–Adds comments on fin system and institutes to story sent at 09:15 GMT
MUNICH, Germany (MNI) – There is a danger that major issues on the
banking reform agenda could be thrown off track by waning commitment and
political interests, and this must not be allowed to happen, European
Central Bank Governing Council member Axel Weber said Friday.
Only a coordinated and harmonized effort can ensure financial
stability and set the path for “steady and sustainable global
development,” Weber said in a speech on banking regulation prepared for
delivery at an economic conference.
Weber made no mention in his prepared remarks of ECB monetary
policy or the Greek crisis.
The financial crisis, “though in its third year now, still presents
us with a great many challenges,” Weber said.
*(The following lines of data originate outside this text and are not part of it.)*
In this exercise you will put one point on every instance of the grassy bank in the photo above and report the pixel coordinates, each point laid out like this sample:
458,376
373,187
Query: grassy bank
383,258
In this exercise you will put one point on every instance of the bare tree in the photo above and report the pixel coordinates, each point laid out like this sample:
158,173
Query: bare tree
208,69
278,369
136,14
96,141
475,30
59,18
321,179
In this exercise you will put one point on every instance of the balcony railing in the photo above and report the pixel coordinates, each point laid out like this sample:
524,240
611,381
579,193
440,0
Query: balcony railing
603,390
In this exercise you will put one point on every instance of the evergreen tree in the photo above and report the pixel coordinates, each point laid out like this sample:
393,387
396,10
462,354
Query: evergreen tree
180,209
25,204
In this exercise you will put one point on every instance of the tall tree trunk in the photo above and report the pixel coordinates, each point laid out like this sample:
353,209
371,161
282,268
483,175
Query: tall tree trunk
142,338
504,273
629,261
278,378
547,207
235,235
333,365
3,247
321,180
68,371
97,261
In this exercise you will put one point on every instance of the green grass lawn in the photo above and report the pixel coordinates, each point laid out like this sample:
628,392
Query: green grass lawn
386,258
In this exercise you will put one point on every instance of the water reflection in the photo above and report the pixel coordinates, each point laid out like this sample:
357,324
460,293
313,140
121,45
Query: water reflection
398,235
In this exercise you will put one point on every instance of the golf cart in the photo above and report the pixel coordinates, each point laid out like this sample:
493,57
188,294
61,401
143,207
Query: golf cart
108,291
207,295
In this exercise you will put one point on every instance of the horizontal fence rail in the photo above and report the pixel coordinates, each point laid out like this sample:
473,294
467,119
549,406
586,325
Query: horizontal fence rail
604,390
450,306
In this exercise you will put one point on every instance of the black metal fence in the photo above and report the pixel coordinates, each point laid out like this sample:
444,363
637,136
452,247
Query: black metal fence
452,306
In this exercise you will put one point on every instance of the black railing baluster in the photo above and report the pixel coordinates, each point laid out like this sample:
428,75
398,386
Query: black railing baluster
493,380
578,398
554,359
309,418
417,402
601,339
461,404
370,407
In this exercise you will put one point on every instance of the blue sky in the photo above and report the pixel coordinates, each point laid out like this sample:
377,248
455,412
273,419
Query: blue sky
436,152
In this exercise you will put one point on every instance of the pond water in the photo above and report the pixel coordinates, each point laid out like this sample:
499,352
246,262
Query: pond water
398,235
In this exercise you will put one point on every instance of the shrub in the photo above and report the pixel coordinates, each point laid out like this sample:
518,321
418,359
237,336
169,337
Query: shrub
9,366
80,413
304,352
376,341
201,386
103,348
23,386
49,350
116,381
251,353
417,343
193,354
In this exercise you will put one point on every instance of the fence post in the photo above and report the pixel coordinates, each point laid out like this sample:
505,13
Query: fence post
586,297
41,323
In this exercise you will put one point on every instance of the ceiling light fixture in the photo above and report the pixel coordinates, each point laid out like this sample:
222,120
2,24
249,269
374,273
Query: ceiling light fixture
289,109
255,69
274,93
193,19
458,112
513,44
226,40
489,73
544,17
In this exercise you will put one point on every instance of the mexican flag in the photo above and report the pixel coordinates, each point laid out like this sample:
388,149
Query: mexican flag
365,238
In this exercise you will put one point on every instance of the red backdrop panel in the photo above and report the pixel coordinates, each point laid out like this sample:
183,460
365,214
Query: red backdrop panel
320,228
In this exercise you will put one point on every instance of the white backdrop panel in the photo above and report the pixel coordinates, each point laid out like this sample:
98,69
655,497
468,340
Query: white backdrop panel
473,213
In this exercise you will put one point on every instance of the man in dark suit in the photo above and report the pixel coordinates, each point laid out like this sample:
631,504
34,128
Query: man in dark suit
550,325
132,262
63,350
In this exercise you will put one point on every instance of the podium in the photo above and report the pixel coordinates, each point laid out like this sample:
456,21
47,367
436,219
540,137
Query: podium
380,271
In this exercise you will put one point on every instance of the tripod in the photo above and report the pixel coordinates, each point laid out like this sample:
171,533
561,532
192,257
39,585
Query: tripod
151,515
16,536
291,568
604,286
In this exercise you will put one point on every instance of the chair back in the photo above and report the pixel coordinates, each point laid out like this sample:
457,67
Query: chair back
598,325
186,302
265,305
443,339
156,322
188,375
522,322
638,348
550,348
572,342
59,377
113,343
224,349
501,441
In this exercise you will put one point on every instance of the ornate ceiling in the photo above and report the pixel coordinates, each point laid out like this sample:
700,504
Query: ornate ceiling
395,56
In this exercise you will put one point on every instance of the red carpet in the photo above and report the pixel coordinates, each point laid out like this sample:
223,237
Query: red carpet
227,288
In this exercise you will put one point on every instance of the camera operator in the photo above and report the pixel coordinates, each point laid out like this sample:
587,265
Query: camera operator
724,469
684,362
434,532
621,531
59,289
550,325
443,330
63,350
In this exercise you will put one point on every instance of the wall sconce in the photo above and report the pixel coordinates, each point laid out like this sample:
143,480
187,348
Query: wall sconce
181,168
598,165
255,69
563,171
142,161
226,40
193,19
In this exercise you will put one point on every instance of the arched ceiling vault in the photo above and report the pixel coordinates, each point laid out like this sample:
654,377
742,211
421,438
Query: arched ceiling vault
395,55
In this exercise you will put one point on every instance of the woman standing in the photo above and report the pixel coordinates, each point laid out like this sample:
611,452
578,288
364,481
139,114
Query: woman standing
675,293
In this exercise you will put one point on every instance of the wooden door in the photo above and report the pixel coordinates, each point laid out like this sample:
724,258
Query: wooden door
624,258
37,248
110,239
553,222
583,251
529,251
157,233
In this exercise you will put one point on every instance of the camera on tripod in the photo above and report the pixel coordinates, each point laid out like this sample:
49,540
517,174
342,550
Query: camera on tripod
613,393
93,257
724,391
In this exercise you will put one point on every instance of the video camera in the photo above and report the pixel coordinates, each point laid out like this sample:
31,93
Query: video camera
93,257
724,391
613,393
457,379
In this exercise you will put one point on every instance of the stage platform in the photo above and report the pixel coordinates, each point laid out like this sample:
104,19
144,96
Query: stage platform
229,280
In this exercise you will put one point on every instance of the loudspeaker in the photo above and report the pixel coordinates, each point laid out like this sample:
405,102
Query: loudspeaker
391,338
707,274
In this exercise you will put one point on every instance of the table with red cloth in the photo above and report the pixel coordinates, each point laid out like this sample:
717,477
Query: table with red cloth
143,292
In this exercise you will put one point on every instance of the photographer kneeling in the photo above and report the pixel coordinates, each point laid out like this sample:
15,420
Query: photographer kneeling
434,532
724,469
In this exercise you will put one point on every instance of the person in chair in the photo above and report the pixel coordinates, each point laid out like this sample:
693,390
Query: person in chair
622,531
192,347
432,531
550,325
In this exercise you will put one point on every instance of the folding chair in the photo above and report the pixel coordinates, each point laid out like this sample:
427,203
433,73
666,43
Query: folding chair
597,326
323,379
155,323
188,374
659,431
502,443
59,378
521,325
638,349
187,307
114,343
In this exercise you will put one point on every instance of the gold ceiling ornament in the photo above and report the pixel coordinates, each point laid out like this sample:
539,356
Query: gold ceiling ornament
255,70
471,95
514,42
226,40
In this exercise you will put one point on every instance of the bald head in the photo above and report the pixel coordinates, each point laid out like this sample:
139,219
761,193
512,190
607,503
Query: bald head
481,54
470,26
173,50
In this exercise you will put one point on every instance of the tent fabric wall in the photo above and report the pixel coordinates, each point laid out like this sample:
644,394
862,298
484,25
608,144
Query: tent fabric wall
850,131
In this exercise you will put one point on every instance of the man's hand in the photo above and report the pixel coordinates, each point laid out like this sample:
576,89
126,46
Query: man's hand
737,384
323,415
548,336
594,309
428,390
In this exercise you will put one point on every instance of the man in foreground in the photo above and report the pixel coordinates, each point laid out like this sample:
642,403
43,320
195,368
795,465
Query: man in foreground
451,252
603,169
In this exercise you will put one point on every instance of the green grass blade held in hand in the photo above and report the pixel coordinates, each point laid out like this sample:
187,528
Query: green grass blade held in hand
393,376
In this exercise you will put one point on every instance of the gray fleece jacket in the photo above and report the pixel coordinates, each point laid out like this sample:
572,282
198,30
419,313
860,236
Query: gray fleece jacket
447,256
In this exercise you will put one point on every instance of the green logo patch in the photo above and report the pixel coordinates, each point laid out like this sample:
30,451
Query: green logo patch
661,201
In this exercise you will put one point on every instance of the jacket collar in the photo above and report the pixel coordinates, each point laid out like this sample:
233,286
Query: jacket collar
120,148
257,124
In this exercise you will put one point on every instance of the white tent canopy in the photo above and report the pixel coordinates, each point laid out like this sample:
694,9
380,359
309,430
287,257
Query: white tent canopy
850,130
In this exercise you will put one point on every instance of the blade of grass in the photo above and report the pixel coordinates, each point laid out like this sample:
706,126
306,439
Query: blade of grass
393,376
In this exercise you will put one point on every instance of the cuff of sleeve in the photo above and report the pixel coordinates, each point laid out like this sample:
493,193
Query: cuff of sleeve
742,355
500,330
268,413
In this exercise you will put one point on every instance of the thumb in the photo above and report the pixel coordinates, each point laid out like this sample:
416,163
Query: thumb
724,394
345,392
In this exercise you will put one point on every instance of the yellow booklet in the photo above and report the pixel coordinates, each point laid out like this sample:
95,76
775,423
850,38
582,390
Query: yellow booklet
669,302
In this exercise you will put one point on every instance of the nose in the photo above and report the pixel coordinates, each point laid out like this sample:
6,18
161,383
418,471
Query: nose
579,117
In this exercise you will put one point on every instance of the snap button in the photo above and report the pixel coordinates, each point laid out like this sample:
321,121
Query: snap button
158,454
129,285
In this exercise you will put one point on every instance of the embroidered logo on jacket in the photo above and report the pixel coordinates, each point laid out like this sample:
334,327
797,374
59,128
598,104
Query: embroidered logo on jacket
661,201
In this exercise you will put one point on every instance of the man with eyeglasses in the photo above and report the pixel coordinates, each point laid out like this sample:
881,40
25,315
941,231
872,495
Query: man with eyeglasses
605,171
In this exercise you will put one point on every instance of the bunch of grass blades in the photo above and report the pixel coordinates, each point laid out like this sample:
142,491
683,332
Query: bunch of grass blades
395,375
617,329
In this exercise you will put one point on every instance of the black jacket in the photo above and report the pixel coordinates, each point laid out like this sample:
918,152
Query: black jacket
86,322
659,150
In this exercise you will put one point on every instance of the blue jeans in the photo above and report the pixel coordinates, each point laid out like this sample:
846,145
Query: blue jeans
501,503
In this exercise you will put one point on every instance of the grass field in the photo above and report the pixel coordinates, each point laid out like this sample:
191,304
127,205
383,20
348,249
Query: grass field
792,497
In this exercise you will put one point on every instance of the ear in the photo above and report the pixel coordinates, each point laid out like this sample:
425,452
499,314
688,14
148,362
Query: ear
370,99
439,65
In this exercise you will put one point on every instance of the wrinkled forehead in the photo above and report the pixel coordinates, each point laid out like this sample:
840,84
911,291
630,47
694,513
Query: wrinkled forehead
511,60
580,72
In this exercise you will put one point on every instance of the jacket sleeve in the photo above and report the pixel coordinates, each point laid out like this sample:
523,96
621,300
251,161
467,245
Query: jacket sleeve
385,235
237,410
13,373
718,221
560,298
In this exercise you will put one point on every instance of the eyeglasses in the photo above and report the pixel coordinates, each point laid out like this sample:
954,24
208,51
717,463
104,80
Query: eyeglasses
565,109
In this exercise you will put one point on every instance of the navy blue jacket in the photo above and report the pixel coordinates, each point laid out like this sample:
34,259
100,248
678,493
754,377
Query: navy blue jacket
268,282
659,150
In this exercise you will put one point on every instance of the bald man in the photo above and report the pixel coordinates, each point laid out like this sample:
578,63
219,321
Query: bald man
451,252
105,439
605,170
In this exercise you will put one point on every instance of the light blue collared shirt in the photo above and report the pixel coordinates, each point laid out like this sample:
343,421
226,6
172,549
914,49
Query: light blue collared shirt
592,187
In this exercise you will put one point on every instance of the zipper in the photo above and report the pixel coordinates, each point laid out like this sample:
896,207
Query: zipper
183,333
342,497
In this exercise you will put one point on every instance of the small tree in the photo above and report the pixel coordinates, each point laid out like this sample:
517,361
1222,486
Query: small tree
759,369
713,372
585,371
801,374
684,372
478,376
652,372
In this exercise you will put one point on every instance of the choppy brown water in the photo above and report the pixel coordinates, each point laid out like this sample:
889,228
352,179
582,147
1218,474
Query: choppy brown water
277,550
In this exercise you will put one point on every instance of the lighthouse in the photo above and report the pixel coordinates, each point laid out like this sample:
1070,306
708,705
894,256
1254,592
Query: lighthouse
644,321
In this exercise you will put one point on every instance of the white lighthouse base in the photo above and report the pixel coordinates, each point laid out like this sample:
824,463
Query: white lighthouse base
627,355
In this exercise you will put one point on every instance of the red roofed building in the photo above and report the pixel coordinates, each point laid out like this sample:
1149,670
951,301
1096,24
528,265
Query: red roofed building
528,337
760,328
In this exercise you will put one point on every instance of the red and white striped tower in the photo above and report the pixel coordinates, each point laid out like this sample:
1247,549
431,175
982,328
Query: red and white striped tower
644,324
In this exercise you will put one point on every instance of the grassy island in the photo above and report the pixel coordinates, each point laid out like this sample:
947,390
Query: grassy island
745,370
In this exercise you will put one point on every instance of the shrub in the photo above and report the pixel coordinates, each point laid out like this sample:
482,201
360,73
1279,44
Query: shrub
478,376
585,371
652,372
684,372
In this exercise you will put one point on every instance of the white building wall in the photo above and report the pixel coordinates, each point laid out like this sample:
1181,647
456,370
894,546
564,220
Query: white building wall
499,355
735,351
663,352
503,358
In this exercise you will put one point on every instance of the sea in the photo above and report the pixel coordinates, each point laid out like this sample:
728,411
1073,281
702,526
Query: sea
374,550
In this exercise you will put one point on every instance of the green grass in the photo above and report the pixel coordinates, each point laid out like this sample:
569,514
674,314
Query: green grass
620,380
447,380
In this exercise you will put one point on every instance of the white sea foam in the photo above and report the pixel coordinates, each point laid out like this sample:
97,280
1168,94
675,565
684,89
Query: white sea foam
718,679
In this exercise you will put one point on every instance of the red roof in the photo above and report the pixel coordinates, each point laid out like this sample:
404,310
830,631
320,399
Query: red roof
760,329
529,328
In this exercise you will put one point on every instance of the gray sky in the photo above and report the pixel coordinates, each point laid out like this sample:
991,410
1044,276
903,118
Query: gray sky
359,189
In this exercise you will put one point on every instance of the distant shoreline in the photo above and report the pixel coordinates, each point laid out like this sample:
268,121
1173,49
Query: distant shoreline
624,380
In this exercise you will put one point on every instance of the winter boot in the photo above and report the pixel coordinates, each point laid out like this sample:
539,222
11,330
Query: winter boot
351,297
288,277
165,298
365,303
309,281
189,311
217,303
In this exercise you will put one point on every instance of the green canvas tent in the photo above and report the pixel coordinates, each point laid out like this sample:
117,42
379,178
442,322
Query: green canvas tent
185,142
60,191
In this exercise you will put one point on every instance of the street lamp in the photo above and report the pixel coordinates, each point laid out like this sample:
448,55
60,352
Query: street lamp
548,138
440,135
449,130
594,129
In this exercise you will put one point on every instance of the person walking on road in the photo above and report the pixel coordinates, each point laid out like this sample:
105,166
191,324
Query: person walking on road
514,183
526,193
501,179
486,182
As markets have stabilized and the recovery begins, the focus has
moved to preventing future crises, and “a cornerstone of this attempt to
create a more stable financial system is the reform of banking
regulation,” he said.
Weber noted that an additional tax on the banking sector “could be
useful in recouping some of the costs of the crisis,” but “it is an
inferior instrument in terms of internalising the effects of risky
activities on financial stability.”
“Hence, the reform of the Basel II framework is rightly given
preference by regulators and should be implemented with priority by
policymakers,” he said.
Commenting on the reform process itself, Weber observed that “up to
now, policy development has proceeded according to agreed and very
ambitious timelines, reducing the uncertainty as far as possible.”
The financial crisis has taught three broad lessons, Weber said:
the need to toughen regulation on the microprudential level, to
complement it with macroprudential supervision, and to ensure
harmonization and cooperation at an international level.
“Although we have already come a good distance, we have to sustain
the political will to stay the course,” he stressed.
“As we are now hopefully entering better times, there is a certain
danger that some major issues on the reform agenda might fall prey to
dwindling commitment and political interests,” he warned.
This development “must not be allowed to happen,” he insisted, as
“only a coordinated and harmonised effort will enable us to ensure
financial stability and thus pave the way for steady and sustainable
global development.”
“Of course, we know we can never prevent a failure of a financial
institution with 100% [certainty] and nor should we try to,” he told the
audience.
“We have to increase the resilience of the financial system to make
it more resilient and shock-proof,” he added.